Department of Gastroenterology, Qilu Hospital, Shandong University, Jinan, Shandong, P.R. China.
Department of Microbiology and Immunology, University of Texas Medical Branch, Galveston, Texas, USA.
Inflamm Bowel Dis. 2022 Nov 2;28(11):1766-1775. doi: 10.1093/ibd/izac094.
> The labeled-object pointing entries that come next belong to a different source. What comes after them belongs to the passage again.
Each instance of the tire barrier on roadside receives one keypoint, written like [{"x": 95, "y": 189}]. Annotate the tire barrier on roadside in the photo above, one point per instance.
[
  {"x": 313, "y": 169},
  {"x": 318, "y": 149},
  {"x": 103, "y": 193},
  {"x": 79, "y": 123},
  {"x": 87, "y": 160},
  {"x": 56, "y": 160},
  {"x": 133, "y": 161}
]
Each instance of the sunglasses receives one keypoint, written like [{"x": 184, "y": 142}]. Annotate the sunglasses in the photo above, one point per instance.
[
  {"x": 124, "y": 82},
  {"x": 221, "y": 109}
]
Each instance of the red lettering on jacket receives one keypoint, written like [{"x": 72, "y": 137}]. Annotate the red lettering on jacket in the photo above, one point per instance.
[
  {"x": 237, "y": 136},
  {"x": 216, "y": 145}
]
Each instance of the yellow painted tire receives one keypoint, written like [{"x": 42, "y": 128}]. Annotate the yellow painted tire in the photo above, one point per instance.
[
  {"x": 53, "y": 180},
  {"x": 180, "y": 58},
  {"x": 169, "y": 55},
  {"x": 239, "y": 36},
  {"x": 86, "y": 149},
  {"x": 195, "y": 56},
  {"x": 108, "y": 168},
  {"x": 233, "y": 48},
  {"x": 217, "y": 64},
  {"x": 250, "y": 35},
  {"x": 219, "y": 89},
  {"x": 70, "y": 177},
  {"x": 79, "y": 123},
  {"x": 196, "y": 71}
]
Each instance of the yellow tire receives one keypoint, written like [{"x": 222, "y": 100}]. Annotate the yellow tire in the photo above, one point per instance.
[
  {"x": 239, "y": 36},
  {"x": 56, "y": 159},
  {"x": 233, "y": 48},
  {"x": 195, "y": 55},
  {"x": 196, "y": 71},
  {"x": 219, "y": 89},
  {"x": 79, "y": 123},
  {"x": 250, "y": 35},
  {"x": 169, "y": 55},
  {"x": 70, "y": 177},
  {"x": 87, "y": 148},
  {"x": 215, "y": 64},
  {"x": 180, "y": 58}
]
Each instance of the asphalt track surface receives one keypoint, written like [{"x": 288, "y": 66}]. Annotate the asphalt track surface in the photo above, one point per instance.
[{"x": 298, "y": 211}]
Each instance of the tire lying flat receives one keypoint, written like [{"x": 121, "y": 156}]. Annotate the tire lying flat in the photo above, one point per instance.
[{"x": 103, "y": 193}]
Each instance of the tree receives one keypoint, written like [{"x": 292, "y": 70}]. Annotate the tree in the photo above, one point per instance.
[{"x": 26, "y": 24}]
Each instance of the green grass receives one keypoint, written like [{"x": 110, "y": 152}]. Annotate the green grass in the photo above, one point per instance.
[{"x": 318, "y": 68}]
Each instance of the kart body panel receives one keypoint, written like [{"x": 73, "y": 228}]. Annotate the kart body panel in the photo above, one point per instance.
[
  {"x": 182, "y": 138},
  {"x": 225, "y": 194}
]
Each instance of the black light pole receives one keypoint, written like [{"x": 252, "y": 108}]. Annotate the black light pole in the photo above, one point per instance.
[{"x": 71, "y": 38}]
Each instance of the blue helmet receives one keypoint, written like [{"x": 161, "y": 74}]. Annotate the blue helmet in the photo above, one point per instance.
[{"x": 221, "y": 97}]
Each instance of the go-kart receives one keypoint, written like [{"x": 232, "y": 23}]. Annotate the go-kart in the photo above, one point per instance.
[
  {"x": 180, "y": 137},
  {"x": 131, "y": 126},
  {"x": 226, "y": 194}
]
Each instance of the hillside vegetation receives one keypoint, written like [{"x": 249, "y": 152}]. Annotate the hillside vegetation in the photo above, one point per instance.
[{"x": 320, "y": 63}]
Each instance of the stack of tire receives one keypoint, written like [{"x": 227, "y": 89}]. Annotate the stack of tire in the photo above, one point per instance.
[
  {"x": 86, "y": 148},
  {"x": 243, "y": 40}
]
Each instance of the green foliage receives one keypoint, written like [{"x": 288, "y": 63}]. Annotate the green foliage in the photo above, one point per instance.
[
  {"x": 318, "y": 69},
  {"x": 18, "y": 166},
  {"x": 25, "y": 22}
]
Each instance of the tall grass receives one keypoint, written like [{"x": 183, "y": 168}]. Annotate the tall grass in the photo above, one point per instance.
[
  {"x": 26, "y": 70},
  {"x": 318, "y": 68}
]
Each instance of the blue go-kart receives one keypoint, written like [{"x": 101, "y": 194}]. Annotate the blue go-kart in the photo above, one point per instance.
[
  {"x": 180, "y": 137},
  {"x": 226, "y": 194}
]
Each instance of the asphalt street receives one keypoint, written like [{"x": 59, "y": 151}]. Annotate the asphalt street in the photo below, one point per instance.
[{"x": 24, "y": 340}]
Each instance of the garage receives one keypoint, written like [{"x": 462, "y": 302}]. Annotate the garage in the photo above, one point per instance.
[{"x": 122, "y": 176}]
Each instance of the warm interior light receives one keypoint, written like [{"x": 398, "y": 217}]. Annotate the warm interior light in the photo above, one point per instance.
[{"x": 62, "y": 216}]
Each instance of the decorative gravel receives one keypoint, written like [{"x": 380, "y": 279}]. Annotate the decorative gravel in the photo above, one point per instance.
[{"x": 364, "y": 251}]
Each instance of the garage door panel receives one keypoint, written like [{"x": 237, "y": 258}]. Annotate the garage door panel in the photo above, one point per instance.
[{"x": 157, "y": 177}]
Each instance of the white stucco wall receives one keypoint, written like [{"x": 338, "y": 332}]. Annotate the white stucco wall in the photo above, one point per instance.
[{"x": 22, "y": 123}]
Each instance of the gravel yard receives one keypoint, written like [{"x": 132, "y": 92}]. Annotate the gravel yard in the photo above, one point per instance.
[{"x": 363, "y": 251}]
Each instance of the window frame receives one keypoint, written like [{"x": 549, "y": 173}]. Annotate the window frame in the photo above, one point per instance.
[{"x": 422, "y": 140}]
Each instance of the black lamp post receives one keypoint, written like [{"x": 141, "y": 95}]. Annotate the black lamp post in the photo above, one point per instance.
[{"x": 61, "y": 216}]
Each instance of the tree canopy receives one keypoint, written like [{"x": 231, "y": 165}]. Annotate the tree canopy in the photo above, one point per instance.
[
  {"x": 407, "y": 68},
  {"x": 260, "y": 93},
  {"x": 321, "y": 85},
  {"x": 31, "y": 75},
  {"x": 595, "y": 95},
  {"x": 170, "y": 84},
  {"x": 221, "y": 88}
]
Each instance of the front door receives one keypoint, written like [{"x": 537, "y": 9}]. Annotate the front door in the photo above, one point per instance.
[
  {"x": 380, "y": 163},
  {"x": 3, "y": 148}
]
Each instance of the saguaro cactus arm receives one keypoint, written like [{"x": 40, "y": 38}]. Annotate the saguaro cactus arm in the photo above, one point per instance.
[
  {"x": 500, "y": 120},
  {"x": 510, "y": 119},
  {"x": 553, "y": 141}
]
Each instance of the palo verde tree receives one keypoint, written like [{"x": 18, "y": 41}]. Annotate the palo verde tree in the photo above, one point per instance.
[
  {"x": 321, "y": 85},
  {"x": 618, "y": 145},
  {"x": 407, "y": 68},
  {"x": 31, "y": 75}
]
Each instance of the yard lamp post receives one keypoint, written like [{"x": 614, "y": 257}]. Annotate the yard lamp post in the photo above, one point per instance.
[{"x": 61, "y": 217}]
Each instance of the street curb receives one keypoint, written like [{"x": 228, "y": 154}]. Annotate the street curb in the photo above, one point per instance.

Inflammatory bowel disease (IBD), characterized by chronic inflammation of the gastrointestinal tract, is a global health care problem. Compelling evidence shows sex differences regarding the prevalence, pathophysiology, clinical presentation, and treatment outcome of IBD. Sex hormones, including estrogen, progesterone, and androgen, have been proposed to have a role in the pathogenesis of sexual dimorphism in IBD. Clinical and experimental data support the modulatory effects of sex hormones on various clinical characteristics of the disease, including intestinal barrier dysfunction and mucosal immune activation. Additionally, the potential role of sex hormones in the modulation of gut microbiota is attracting increasing attention. Here, we discuss the sex dimorphic disease profile and address the potential mechanisms involved in the sex-specific pathogenesis of IBD. Improved understanding of these sex differences in the clinic could improve the knowledge of patients with IBD with heterogeneous disease profiles.
炎症性肠病(IBD)以胃肠道的慢性炎症为特征,是一个全球性的医疗保健问题。大量证据表明,IBD 的患病率、病理生理学、临床表现和治疗结果存在性别差异。雌激素、孕激素和雄激素等性激素被认为在 IBD 的性别二态性发病机制中起作用。临床和实验数据支持性激素对疾病的各种临床特征的调节作用,包括肠道屏障功能障碍和黏膜免疫激活。此外,性激素在调节肠道微生物群中的作用也引起了越来越多的关注。在这里,我们讨论了疾病表现的性别二态性,并探讨了 IBD 性别特异性发病机制中涉及的潜在机制。在临床中更好地理解这些性别差异,可以提高对具有不同疾病特征的 IBD 患者的认识。